In the wake of the Las Vegas massacre there's a new push on Capitol Hill to ban the type of device used by shooter Stephen Paddock earlier this week.
"I think it would be a great moment to show the country that we can work together in a bi-partisan way,” said Congressman David Cicilline.
Cicilline introduced legislation to ban bump-stock devices. He says it is a first step when it comes to gun reform.
"It obviously doesn't solve the larger issue of the epidemic of gun violence in our country but it's one very specific thing we can do to address this very challenging ability to be able to turn a semi-automatic weapon to basically a machine gun,” said Cicilline.
Bump stock and similar devices increase a semi-automatic rifle's rate of fire to between 400 and 800 rounds per minute.
Senator Jack Reed has helped introduced legislation on the Senate side to close the same loophole.

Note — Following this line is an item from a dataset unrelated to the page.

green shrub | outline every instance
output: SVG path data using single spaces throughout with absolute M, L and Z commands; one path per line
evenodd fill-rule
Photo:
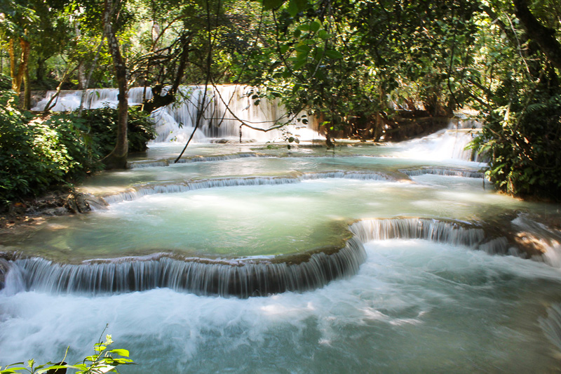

"We can't ignore the horrific massacre in Las Vegas as congress has ignored Sandy Hook, ignored Orlando. We've got to do something,” said Reed.
Senator Sheldon Whitehouse is also a co-sponsor of the Automatic Gun Fire Prevention Act.

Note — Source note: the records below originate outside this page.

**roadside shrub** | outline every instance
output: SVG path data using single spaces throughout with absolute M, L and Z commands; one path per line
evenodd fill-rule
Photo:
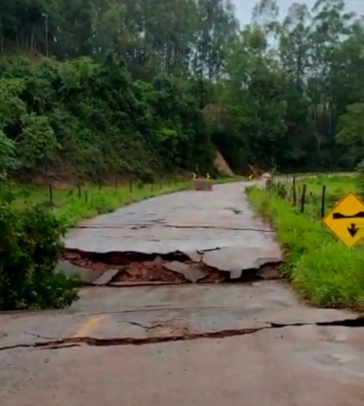
M 318 217 L 302 215 L 275 193 L 248 189 L 248 198 L 277 230 L 283 270 L 312 304 L 364 309 L 364 251 L 337 241 Z
M 0 309 L 61 308 L 77 298 L 77 279 L 54 272 L 64 232 L 46 206 L 16 211 L 0 200 Z

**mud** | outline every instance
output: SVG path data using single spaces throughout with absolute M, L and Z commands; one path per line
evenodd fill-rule
M 139 252 L 98 254 L 66 250 L 62 254 L 62 261 L 83 269 L 91 270 L 98 276 L 108 271 L 117 270 L 118 272 L 116 276 L 109 281 L 111 284 L 146 282 L 174 284 L 221 283 L 231 280 L 251 282 L 280 278 L 279 263 L 264 263 L 260 267 L 246 269 L 240 272 L 238 278 L 231 278 L 226 270 L 219 270 L 206 265 L 202 254 L 199 256 L 195 255 L 196 261 L 192 261 L 191 257 L 194 258 L 192 254 L 186 255 L 178 252 L 157 255 Z M 197 261 L 198 259 L 199 261 Z M 182 265 L 188 267 L 187 273 L 183 272 Z M 194 274 L 196 276 L 194 277 Z M 188 274 L 190 275 L 190 278 Z

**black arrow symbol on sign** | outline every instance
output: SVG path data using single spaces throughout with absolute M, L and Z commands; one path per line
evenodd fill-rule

“Protecting the American people from another horrific event like what happened in Las Vegas should be a top priority of every member of Congress,” said Whitehouse.
Reed and Whitehouse both support legislation that would require people selling guns to wait for background checks to come back before a sale is made.

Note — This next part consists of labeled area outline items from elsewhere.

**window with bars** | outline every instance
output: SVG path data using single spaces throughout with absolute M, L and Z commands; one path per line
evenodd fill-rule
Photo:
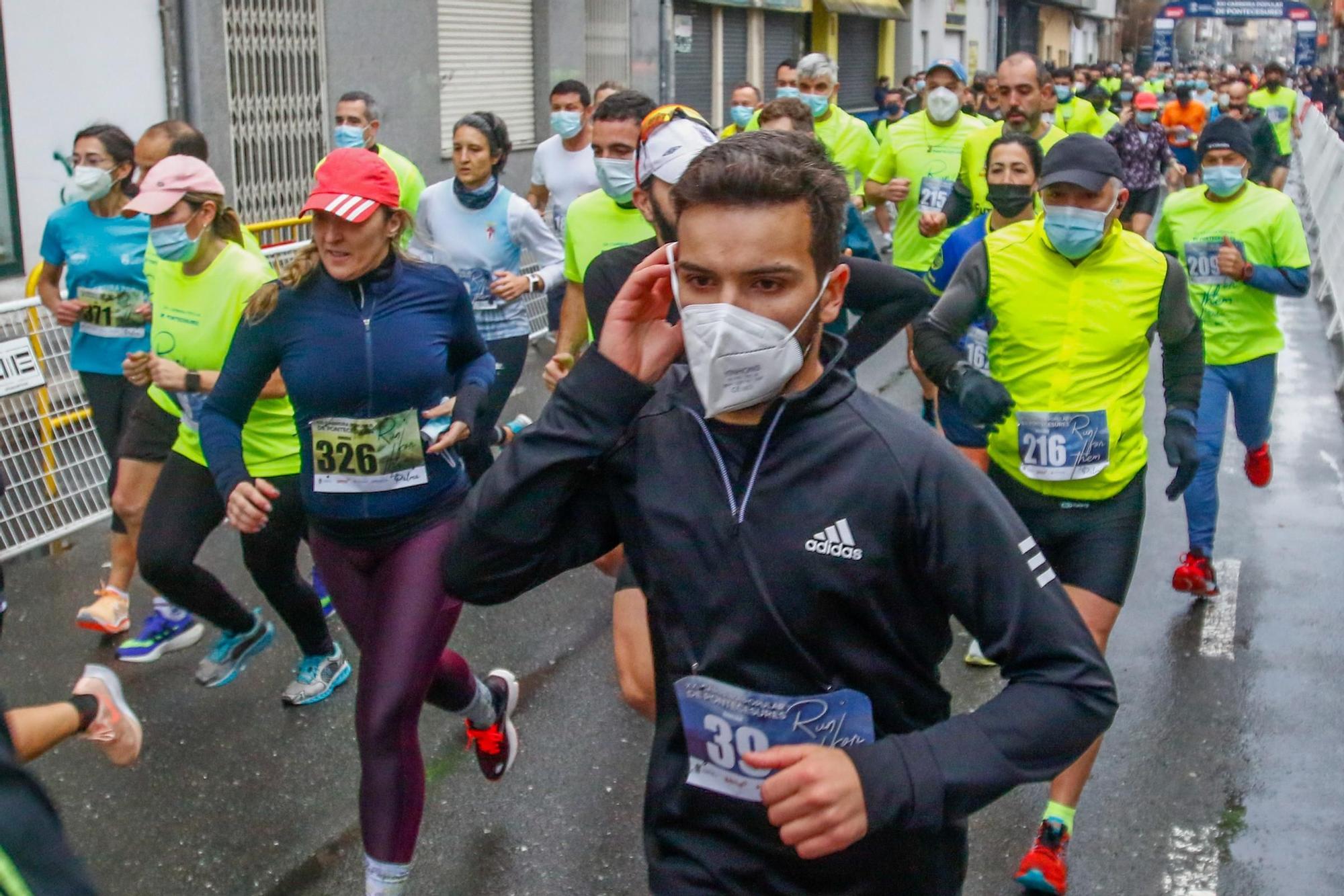
M 536 145 L 532 0 L 438 0 L 438 77 L 445 159 L 469 112 L 503 118 L 513 148 Z
M 327 153 L 323 0 L 223 0 L 233 204 L 289 218 Z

Currently there's a time cut-off that allows guns to be sold without getting those results.
"That doesn't make any sense. I think that the background check has to be fully complete before the transaction is completed. Our legislation would insist upon that,” said Reed.
The bump stock bills have a lot of support on the Democratic side. As for Republicans, House Speaker Paul Ryan has been quoted as saying, "clearly that's something we need to look into."